Cluster Health Session - 2026-06-23
Issue: hermes-memory-overcommit-check Init:Error (init container pip failure)
Task: d826c7f8
Root Cause: The hermes-memory-overcommit-check CronJob uses python:3.12-slim base image for its init container install-deps, which runs bare pip install -q --no-cache-dir kubernetes. The slim image ships with PEP 668 EXTERNAL_ENV set but no pip installed by default, causing the ModuleNotFoundError: No module named ‘pip’.
Investigation Summary:
- Last schedule time: 2026-06-23T01:30:00Z (failed)
- CronJob spec unchanged since creation 31d ago
- Failed Job History Limit is 1, so failed jobs are cleaned up
Proposed Fix Options:
Option A - Use python3 -m ensurepip before pip install:
initContainers:
- command:
- sh
- -c
- "python3 -m ensurepip --default-pip 2>/dev/null; python3 -m pip install -q --no-cache-dir kubernetes"
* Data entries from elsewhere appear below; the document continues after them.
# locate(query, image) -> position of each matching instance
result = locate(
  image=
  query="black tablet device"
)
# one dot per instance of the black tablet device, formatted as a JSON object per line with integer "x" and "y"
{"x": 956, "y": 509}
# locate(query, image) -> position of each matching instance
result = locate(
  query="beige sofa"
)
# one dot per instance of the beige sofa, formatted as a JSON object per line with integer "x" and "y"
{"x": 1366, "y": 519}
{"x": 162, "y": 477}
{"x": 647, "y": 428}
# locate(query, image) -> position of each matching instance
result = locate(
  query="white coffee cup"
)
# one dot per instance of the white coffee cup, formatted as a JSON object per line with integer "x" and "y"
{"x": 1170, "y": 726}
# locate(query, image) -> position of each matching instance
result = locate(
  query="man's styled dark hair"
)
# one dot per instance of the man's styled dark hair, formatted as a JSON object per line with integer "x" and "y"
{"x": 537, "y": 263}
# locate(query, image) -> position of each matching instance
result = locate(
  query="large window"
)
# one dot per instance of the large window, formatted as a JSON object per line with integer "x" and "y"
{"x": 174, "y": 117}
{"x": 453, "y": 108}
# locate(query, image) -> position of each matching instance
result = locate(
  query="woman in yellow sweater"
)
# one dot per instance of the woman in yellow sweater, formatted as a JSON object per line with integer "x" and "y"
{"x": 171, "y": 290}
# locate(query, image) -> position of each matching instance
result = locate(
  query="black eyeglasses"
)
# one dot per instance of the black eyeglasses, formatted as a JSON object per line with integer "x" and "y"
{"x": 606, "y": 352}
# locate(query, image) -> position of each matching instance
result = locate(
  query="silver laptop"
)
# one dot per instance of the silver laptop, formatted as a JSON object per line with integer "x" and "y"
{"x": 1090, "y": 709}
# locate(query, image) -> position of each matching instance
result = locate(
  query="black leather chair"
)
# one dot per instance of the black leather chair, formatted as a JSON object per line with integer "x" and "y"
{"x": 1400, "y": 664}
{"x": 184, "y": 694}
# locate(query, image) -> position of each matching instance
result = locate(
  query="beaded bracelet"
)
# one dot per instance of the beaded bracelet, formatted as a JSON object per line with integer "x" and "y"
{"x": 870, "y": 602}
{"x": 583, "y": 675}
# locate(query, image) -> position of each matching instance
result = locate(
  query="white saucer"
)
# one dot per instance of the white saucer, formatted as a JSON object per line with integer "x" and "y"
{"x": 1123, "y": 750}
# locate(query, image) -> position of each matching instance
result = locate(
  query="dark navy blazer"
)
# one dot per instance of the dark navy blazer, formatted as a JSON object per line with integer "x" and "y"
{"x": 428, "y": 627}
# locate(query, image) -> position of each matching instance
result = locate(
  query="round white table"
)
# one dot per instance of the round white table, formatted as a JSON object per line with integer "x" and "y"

image: python:3.12-slimOption B - Switch to python:3.12-slim-bookworm which includes pip (but may be newer base):
Same spec, different image tag.
Option C - Use get-pip.py from a trusted source:
initContainers:
- command:
- sh
- -c
- "curl -sS https://bootstrap.pypa.io/get-pip.py | python3 && python3 -m pip install -q --no-cache-dir kubernetes"
image: python:3.12-slimRecommendation: Option A is safest — uses built-in ensurepip module, no external network dependency for get-pip, and keeps same base image.
Status: Blocked awaiting pvs sign-off per infrastructure policy (CronJob modification in hermes namespace). Waiting for explicit permission to apply fix.